Hi Barbara. I wish I could figure out how to turn my mind off. I’m going on a cruise with The Texas Tenors in a month and that’s ALL I want to be thinking about. Rest, relaxation, and awesome music.
Valerie Comer says
I an so relate! I finished a first draft on Dec 23 and was determined to take the rest of the year off. Eight days! I couldn’t do it. Every time the house was quiet I found myself poking at character work for my next story, or poking at my website, or poking at upcoming blog posts.
Hope you feel better soon, Dec. No fun having The Crud.
It’s just a writer thing, isn’t it, Valerie. Even when I try, I fail. Even when I say I’m “completely burned out,” I end up with a pen and a notebook, scribbling ideas.
Jill Weatherholt says
How comforting to know that I’m not alone.
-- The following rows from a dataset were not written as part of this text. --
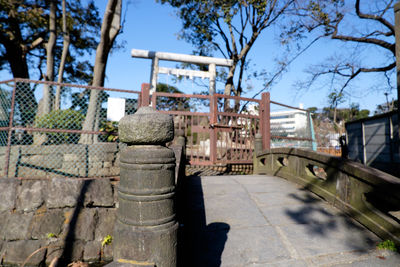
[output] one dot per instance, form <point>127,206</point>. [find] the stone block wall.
<point>59,217</point>
<point>73,160</point>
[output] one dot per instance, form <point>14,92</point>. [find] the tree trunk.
<point>47,89</point>
<point>15,55</point>
<point>66,42</point>
<point>109,30</point>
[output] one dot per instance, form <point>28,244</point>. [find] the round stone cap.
<point>146,127</point>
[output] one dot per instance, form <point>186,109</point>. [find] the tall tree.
<point>50,45</point>
<point>66,43</point>
<point>24,29</point>
<point>230,27</point>
<point>364,27</point>
<point>110,28</point>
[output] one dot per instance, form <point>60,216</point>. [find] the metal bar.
<point>178,112</point>
<point>266,123</point>
<point>145,96</point>
<point>238,98</point>
<point>77,86</point>
<point>364,144</point>
<point>237,115</point>
<point>287,106</point>
<point>55,130</point>
<point>213,74</point>
<point>7,81</point>
<point>213,133</point>
<point>153,75</point>
<point>154,99</point>
<point>184,72</point>
<point>79,178</point>
<point>192,141</point>
<point>290,138</point>
<point>10,124</point>
<point>182,95</point>
<point>138,53</point>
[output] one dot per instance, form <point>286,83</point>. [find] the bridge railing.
<point>366,194</point>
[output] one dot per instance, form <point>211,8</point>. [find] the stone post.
<point>257,143</point>
<point>258,147</point>
<point>145,231</point>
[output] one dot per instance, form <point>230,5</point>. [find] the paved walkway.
<point>268,221</point>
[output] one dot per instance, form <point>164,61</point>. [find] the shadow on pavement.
<point>199,244</point>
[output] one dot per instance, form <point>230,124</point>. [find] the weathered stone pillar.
<point>257,143</point>
<point>258,147</point>
<point>145,231</point>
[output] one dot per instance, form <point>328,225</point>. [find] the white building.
<point>290,123</point>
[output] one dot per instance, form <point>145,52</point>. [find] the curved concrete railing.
<point>366,194</point>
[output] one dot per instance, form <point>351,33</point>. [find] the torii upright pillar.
<point>183,58</point>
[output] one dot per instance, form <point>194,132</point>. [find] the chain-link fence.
<point>49,129</point>
<point>291,127</point>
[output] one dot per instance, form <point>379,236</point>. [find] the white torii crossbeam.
<point>157,56</point>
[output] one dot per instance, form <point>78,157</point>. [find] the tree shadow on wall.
<point>198,244</point>
<point>69,246</point>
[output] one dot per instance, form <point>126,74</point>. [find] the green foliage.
<point>106,240</point>
<point>61,119</point>
<point>388,245</point>
<point>25,23</point>
<point>51,235</point>
<point>171,103</point>
<point>230,27</point>
<point>110,128</point>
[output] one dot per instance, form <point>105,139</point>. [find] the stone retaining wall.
<point>66,218</point>
<point>73,160</point>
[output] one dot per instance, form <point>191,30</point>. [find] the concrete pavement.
<point>259,220</point>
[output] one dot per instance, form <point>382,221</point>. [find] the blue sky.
<point>152,26</point>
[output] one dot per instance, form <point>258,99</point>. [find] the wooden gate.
<point>214,136</point>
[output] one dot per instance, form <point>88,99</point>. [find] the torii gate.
<point>212,62</point>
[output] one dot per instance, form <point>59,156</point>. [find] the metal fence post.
<point>146,230</point>
<point>145,95</point>
<point>265,121</point>
<point>213,129</point>
<point>10,125</point>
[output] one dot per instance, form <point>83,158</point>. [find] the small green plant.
<point>106,240</point>
<point>110,128</point>
<point>388,245</point>
<point>51,235</point>
<point>66,119</point>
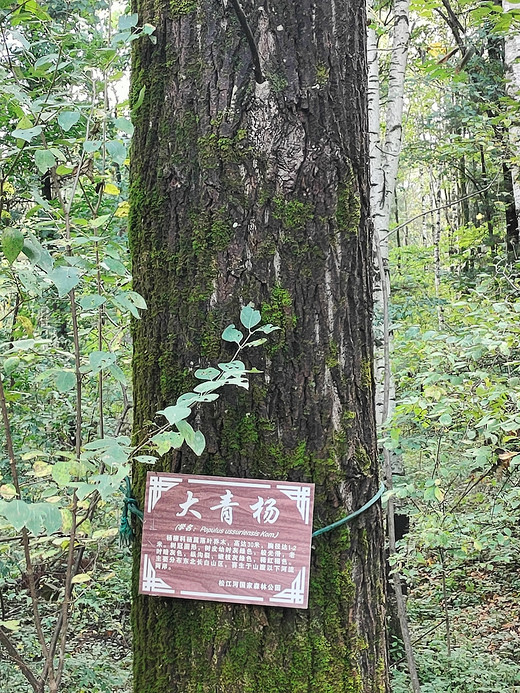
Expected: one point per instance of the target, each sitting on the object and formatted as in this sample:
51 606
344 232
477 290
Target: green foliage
457 429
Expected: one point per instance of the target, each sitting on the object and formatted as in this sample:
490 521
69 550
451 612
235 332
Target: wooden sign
224 539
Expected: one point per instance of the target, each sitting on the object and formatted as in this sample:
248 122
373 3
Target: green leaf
99 221
124 125
232 366
146 459
209 386
164 442
111 189
91 301
117 151
67 119
207 373
127 21
267 329
11 364
129 300
198 444
249 317
15 512
44 160
193 397
140 100
64 279
195 440
100 360
61 472
90 146
27 134
65 381
12 243
231 334
175 413
257 342
36 253
63 170
117 373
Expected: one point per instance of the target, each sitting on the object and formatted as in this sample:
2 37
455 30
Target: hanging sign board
223 539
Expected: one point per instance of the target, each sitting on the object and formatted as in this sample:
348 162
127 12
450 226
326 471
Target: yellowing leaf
7 491
111 189
41 468
122 210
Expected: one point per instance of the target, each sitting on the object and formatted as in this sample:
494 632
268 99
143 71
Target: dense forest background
66 301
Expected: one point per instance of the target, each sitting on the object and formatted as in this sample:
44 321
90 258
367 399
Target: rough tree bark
249 182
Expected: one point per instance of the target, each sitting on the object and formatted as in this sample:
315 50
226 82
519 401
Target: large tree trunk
249 183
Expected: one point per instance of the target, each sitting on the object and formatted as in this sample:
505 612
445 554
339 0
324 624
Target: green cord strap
353 515
130 507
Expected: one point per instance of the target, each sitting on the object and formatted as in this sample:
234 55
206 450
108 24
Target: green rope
130 507
353 515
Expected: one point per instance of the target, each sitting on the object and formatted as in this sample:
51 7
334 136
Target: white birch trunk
384 160
512 63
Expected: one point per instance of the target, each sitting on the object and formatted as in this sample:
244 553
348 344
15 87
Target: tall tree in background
250 183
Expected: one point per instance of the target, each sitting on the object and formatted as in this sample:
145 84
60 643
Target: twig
15 656
259 77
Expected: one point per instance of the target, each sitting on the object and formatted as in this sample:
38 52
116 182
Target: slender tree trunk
249 182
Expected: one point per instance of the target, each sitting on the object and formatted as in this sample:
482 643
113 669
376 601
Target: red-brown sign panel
225 539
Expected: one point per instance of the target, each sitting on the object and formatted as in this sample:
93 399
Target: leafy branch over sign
178 431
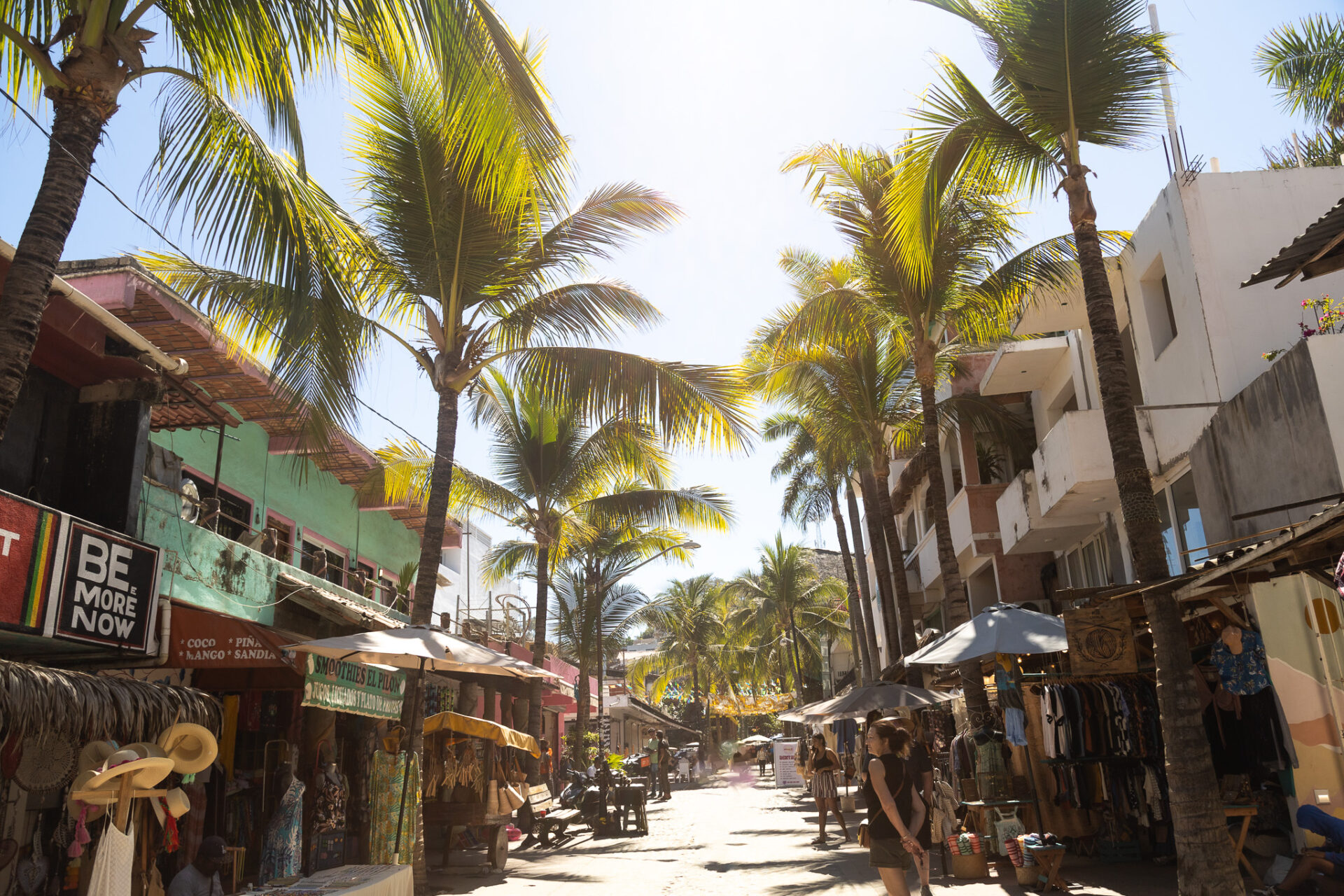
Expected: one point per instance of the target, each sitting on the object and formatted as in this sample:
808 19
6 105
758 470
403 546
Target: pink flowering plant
1329 318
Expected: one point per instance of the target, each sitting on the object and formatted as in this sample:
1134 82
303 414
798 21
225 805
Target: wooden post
124 802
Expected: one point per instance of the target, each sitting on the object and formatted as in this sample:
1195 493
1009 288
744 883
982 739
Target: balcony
214 573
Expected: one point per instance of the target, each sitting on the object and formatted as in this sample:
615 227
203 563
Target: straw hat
190 747
96 804
178 805
48 763
146 771
94 754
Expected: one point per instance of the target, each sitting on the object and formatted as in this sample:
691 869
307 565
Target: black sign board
109 589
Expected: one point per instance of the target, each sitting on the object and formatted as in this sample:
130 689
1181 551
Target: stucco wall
295 489
1268 447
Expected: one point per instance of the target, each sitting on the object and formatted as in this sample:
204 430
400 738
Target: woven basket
969 867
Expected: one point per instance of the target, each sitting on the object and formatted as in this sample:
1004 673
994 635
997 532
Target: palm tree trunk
905 613
881 564
534 691
1206 860
955 599
859 645
870 631
422 605
76 131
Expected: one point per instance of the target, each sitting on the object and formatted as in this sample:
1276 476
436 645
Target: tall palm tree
210 58
952 292
1070 73
597 551
1304 62
813 472
556 479
790 612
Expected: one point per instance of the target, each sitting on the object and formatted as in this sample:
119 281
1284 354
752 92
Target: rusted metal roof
1319 250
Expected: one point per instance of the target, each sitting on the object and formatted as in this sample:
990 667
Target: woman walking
892 816
824 763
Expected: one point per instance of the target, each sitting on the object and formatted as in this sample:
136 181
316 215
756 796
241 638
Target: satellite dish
190 501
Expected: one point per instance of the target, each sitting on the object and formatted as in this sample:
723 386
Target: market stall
473 780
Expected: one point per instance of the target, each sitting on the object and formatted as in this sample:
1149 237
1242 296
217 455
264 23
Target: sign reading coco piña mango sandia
353 687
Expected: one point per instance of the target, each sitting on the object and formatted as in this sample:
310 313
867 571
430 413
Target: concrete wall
1210 235
314 500
1270 445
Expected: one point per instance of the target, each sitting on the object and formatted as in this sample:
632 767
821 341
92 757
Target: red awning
203 640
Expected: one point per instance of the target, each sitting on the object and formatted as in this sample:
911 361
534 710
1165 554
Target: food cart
470 764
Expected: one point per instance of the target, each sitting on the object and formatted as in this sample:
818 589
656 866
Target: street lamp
601 652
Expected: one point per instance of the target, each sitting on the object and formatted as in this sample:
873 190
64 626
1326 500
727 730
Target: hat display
179 804
146 771
94 754
190 747
48 762
96 804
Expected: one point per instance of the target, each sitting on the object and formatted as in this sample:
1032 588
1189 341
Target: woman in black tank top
892 816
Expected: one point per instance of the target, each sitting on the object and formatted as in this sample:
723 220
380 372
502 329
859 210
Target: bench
554 821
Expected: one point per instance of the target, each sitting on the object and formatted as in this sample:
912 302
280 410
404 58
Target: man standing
652 748
202 876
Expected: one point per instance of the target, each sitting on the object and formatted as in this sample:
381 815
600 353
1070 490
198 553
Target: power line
280 339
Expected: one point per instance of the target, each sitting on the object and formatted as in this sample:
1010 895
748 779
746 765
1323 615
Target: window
315 556
1183 527
1088 566
1159 308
I’ve tried to take breaks, but I feel as though I’m wasting time.
I hope you feel better soon, Deb!
I see a lot of blogs about how we shouldn’t ever watch TV or when we can put in more writing time by getting up earlier (HA! Fat chance) and I think it loads extra guilt on us when we’re not writing. We ought to be able to take the night off and watch TV. If I figure out how to do it, I’ll let you know. =)
Merrillee Whren says
Deb, hope you are feeling better soon. “Have computer. Will travel,” is my motto.
I like the TRAVEL part. =)
I do daycare,teach Sunday school and a Wednesday night girls class called prims. We’re moving to Kentucky to help my daughter with her kids and to retire. My mind is frequently thinking of things to do with all the children. I have a hard time turning off my mind to relax also. I just keep thinking off all the things that need to happen. Reading is one way i relax?! So…..thanks for writing
I read to relax, as well. And use audiobooks when I have to clean. =)
Shelia Hall says
I’m not a writer but i do have friends who are and they are constantly asking for help with book plots
A second mind is always helpful when we get stuck.
Linda Herold says
Happy New Year! I am a recently retired special education teacher. For thirty years I thought about my job 24/7, so I “get” you!!